Description
EDIT: deprecation reason: any eflags manipulation would need to ditch the intrinsics in favor of inline asm to be completely correct because compiler-generated code could use the eflags register in between __{read,write}eflags
calls.
Original comment:
rust-lang/rust#51691 has brought these two intrinsics to my attention, and I believe they should not have been included in stdsimd for two reasons:
- as far as I can tell, they are not officially provided by Intel -- I can't find them in https://software.intel.com/sites/landingpage/IntrinsicsGuide/ -- they're apparently just slipped in sneakily by some compilers (admittedly including icc)
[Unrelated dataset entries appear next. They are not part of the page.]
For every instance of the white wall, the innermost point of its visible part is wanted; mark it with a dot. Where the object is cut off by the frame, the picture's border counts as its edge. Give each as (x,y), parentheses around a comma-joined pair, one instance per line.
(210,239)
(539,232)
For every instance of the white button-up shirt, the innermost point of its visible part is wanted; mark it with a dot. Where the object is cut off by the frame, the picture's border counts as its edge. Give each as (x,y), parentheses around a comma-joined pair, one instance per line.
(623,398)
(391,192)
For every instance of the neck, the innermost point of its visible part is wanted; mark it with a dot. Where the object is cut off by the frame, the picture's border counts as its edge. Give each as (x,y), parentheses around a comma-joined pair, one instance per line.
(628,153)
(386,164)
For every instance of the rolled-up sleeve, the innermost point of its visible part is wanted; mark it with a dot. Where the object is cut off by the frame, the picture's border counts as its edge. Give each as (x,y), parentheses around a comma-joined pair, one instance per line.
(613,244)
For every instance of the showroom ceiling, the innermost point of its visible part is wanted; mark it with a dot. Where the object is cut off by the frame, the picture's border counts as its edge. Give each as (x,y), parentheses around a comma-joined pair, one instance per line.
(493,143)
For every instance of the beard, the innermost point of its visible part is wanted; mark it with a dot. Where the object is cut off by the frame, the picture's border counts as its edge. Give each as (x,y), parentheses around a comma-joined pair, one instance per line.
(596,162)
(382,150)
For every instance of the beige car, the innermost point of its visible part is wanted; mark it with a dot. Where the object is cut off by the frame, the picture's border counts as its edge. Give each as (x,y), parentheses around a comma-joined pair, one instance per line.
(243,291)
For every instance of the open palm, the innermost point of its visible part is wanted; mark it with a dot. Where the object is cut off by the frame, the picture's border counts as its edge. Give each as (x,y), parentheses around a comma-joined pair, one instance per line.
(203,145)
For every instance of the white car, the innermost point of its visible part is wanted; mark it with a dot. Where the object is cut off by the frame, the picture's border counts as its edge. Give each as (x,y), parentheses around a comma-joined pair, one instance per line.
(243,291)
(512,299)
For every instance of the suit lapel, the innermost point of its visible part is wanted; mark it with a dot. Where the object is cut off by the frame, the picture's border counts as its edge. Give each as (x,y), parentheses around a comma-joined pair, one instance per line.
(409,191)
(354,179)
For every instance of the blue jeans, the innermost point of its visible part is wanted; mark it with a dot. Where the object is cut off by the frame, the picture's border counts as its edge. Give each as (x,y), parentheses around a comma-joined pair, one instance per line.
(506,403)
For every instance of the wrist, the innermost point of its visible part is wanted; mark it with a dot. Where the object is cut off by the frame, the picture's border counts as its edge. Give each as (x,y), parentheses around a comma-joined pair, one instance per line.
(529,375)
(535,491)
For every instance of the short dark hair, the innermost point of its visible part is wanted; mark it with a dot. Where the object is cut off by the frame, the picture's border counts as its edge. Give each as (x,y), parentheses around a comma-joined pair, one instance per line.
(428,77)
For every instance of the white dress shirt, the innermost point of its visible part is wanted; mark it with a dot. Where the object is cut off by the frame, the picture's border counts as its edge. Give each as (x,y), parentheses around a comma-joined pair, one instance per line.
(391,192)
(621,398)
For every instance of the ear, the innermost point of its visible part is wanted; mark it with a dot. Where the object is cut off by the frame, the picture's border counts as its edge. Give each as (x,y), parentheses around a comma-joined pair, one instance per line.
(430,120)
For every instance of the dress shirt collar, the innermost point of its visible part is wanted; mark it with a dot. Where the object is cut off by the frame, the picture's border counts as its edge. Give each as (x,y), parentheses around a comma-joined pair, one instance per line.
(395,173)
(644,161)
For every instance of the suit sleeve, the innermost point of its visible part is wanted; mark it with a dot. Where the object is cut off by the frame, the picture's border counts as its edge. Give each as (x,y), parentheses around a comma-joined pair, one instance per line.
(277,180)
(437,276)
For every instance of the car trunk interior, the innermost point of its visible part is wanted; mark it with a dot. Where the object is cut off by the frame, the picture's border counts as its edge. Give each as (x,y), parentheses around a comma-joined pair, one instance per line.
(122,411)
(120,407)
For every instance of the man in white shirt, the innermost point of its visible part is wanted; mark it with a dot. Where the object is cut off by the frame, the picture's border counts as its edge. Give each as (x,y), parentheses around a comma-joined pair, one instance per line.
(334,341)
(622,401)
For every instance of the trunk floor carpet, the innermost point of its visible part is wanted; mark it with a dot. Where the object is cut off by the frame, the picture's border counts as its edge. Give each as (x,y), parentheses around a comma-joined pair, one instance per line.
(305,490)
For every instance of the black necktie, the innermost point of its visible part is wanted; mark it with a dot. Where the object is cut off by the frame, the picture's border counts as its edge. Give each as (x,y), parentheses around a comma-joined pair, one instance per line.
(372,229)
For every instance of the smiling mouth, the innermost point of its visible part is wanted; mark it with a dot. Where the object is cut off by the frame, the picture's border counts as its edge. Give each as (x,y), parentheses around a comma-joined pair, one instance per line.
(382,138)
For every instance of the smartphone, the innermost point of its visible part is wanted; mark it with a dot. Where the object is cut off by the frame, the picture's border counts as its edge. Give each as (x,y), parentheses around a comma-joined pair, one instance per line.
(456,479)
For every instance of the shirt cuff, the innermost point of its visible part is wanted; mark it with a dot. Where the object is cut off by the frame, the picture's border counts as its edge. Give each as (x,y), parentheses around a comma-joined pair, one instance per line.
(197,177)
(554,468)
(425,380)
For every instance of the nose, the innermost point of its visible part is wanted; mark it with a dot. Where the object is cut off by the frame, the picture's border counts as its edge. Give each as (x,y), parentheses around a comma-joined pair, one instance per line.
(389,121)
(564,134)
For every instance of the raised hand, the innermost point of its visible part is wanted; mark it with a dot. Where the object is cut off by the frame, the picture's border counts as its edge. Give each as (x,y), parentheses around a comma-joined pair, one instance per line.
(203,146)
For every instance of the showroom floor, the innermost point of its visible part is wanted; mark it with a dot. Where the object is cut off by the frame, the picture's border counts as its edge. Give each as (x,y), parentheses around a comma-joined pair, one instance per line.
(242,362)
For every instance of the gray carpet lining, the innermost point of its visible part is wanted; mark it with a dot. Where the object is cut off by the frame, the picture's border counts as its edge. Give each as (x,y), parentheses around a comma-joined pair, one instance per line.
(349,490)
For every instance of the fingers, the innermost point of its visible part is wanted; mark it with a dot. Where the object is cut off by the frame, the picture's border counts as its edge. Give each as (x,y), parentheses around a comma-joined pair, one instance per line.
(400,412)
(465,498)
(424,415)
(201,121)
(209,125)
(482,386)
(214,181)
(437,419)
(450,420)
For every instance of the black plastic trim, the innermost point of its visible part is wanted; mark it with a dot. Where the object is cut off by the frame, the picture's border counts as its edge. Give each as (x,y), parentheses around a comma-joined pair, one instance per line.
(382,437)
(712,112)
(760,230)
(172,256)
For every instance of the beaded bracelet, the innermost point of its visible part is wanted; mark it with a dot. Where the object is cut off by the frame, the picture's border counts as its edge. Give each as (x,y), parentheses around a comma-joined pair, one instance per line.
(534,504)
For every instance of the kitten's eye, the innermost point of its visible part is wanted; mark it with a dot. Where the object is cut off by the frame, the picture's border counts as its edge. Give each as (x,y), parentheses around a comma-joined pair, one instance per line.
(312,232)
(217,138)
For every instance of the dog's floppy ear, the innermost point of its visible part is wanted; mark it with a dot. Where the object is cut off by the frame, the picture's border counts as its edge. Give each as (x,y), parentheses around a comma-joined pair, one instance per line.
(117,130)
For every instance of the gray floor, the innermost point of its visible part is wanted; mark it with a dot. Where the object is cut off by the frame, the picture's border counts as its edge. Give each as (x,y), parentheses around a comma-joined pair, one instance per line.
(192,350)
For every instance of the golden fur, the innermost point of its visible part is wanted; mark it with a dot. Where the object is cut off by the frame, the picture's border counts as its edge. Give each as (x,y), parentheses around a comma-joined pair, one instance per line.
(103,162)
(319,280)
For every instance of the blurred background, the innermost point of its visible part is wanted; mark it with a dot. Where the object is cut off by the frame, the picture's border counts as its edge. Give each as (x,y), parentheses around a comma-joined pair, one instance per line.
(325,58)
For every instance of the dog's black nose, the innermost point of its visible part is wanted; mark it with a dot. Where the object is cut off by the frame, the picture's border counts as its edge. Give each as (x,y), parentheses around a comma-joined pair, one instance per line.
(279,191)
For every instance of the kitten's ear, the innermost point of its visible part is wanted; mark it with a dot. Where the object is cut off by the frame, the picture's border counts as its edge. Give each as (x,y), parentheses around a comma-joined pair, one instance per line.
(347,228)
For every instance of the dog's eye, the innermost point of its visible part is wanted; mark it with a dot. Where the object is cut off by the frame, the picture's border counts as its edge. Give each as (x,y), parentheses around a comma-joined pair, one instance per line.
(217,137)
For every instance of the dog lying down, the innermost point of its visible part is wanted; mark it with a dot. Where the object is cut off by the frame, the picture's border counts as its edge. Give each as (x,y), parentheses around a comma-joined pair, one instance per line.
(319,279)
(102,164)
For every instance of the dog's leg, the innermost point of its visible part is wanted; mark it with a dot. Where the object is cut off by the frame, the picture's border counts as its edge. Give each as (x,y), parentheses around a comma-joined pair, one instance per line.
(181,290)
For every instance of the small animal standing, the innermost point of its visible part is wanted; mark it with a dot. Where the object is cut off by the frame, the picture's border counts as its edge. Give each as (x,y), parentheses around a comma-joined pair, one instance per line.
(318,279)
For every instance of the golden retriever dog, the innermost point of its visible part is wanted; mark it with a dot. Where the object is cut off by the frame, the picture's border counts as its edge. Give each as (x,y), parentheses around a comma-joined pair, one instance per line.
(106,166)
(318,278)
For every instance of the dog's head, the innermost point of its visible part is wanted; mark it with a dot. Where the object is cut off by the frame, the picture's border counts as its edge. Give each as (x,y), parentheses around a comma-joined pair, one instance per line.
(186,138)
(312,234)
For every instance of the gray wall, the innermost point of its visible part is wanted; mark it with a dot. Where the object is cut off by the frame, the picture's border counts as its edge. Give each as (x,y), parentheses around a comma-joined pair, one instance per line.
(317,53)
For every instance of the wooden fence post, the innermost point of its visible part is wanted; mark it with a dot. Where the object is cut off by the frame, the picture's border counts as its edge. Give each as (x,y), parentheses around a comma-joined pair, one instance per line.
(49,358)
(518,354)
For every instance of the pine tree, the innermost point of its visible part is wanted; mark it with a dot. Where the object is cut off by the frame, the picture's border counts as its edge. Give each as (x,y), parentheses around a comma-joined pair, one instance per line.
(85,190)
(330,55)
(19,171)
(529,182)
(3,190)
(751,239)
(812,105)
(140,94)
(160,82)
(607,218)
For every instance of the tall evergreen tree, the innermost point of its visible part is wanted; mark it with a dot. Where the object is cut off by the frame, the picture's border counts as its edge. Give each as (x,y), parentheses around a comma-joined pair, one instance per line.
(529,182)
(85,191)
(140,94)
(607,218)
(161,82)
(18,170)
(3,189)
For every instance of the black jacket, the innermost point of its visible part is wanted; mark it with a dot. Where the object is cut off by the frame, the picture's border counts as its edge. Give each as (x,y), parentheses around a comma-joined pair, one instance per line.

- they are gigantic footguns, I would even go as far as saying they cannot possibly used correctly
To elaborate on the second point: as the OP of the linked rust issue already pointed out, usage of these intrinsics is problematic if compiler-generated code uses the eflags register in between __{read,write}eflags
calls. LLVM does not (and indeed can't really, they way it's architected) provide any way to get anything resembling a guarantee it won't do that. Not for eflags, and not for any other register (except reserved ones which no compiler-generated code touches at all). So these intrinsics are simply impossible to use reliably.
The supported way to manually mess with a register that the compiler wants to use is to have one big inline asm block that does all the manipulation in one go (and declares it as clobbered, if appropriate). rust-lang/rust#51691 mentioned doing that for x86::has_cpuid
, but I'm pretty sure any eflags manipulation would need to ditch the intrinsics in favor of inline asm to be completely correct.
I realize the possibility of miscompiles caused by this is a bit remote, and there's precedent in C compilers, but could we consider at least deprecating these intrinsics seeing as they're not even documented in the intel intrinsics guide? (Of course, I'd be even happier if they were removed entirely -- luckily they aren't stabilized yet.)